Les agressions de Cologne alimentent le débat sur le viol en Allemagne

L' artiste Milo Moire tient une pancarte avec ecrit "respectez-nous !" a Cologne en Allemagne (AP Photo/Dorothee Thiesing)

Largement impunies faute de suspects, les agressions sexuelles du Nouvel An 2016 à Cologne s'invitent dans le débat politique en Allemagne déjà tumultueux sur la répression du viol, sous l'oeil méfiant des juristes.

"Réagir à chaud sur des questions touchant aux moeurs est toujours dangereux, surtout quand les problèmes pratiques sont ailleurs", indique à l'AFP Andrej Umansky, spécialiste de droit pénal à l'université de Cologne.

Une poignée d'arrestations pour des centaines de plaintes: pour le volet sexuel des violences de la Saint-Sylvestre, accompagnées de nombreux vols, l'enquête achoppe sur la difficulté d'identifier les agresseurs.

Mais cette vague de violences principalement attribuées à des migrants a fait réagir toute la classe politique, entraînant un durcissement de la loi sur l'asile pour faciliter l'expulsion de délinquants étrangers.

L'affaire a aussi réactivé un projet de loi, en sommeil depuis l'automne 2014, destiné à renforcer l'arsenal allemand contre le viol, moins protecteur que dans la plupart des pays occidentaux.

"Nous devons tout faire pour mieux protéger les femmes des agressions sexuelles", a martelé mercredi le ministre de la Justice Heiko Maas, se réjouissant de l'adoption de son projet de loi en conseil des ministres.

- Punir la 'foule' -

Il s'agit à ses yeux d'élargir la définition du viol, jusqu'alors cantonnée aux relations sexuelles obtenues "par la violence, par une menace portant sur la vie ou l'intégrité corporelle", ou lorsque la victime se trouve "privée de toute défense".

Son texte intègre les rapports sexuels avec une personne "incapable de résistance", englobant les viols par surprise et ceux dans lesquels la victime est tétanisée par la peur de représailles.

Mais le texte, soumis à approbation parlementaire, ne va pas assez loin au goût du parti conservateur d'Angela Merkel, qui a réclamé mardi un amendement inspiré par les agressions de Cologne.
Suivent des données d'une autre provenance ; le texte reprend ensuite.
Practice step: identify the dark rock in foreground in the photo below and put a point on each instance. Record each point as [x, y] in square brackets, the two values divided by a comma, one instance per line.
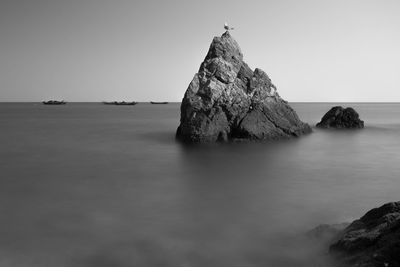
[373, 240]
[227, 100]
[339, 117]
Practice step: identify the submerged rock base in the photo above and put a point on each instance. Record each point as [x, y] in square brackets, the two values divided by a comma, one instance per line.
[339, 117]
[227, 100]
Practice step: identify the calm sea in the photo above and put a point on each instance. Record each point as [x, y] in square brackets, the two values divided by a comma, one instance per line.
[95, 185]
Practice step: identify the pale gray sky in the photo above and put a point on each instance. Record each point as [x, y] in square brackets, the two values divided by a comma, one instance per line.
[93, 50]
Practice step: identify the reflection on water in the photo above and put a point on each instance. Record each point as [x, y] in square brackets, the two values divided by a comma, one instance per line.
[93, 185]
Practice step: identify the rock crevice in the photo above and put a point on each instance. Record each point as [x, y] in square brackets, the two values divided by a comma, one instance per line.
[227, 100]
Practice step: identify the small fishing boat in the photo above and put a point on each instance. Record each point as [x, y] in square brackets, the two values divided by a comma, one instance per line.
[54, 102]
[120, 103]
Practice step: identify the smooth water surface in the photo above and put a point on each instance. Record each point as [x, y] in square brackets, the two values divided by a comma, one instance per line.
[98, 185]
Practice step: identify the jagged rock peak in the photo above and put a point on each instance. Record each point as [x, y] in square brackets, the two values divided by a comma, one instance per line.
[227, 100]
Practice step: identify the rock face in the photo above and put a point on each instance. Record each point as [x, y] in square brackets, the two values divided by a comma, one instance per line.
[339, 117]
[227, 100]
[373, 240]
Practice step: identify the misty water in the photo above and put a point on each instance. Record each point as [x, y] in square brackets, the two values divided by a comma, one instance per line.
[100, 185]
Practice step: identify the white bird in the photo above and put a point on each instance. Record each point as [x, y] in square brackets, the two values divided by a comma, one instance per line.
[226, 27]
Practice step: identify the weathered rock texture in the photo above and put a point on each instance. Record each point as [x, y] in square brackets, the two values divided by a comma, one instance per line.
[339, 117]
[373, 240]
[227, 100]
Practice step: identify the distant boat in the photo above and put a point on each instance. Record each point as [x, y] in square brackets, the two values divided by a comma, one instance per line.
[121, 103]
[54, 102]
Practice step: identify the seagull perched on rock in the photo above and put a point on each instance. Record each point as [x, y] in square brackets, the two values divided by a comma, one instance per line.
[226, 27]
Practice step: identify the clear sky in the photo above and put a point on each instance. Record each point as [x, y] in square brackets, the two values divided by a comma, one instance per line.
[94, 50]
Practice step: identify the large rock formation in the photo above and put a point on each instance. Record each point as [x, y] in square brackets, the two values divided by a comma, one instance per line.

Tout participant à une "foule qui agresse ou pelote" - une notion inconnue du code pénal allemand - serait punissable même "lorsqu'aucun geste individuel ne peut être retenu contre lui", demande le groupe parlementaire CDU-CSU.

En germe depuis deux mois, cette proposition faisait bondir dès janvier un juge de la Cour fédérale, Thomas Fischer, raillant le concept de "harcèlement organisé par des groupes désorganisés", à ses yeux inapplicable.

"C'est tellement flou que ça relève de la communication politique", renchérit Andrej Umansky, à qui cette incrimination rappelle le délit de "hooliganisme" en ex-RDA, "très pratique pour arrêter les jeunes qui traînaient dans la rue".

- 'Paternalisme' d'Etat ? -

"On ne doit pas arriver à ça", insiste-t-il, pointant le risque d'un "droit pénal symbolique" source d'innombrables difficultés pratiques.

Or le débat sur le viol était déjà "ancien, politique et très violent même chez les juristes" avant les événements de Cologne, rappelle M. Umansky.

Première difficulté: trouver un équilibre entre une définition "idéale" du viol, intégrant toutes les relations sexuelles non consenties, et les exigences de preuve lorsque les juges doivent trancher entre deux versions.

Dans une chronique dans Die Zeit, Thomas Fischer redoutait l'an dernier que les procès ne tournent en "bataille d'experts sur la crédibilité de chacun", au risque de multiplier les erreurs judiciaires.

Mais sur le fond, le même Fischer contestait aussi qu'il y ait viol quand la plaignante "n'a pas cherché à se défendre", y voyant un "paternalisme d'Etat" protégeant les femmes "comme des enfants ou des malades mentaux".

"Les réactions de nombreuses femmes à une agression sexuelle sont visiblement difficiles à comprendre pour les hommes", lui avait rétorqué la député verte Renate Künast, présidente de la commission des lois du Bundestag, évoquant la vulnérabilité particulière qu'implique l'infériorité physique.

Pour Andrej Umansky, "il faudrait travailler avec des juristes mais aussi des psychologues, des sociologues et d'autres experts. Les délits sexuels ont besoin d'une réforme, mais pas à la va-vite".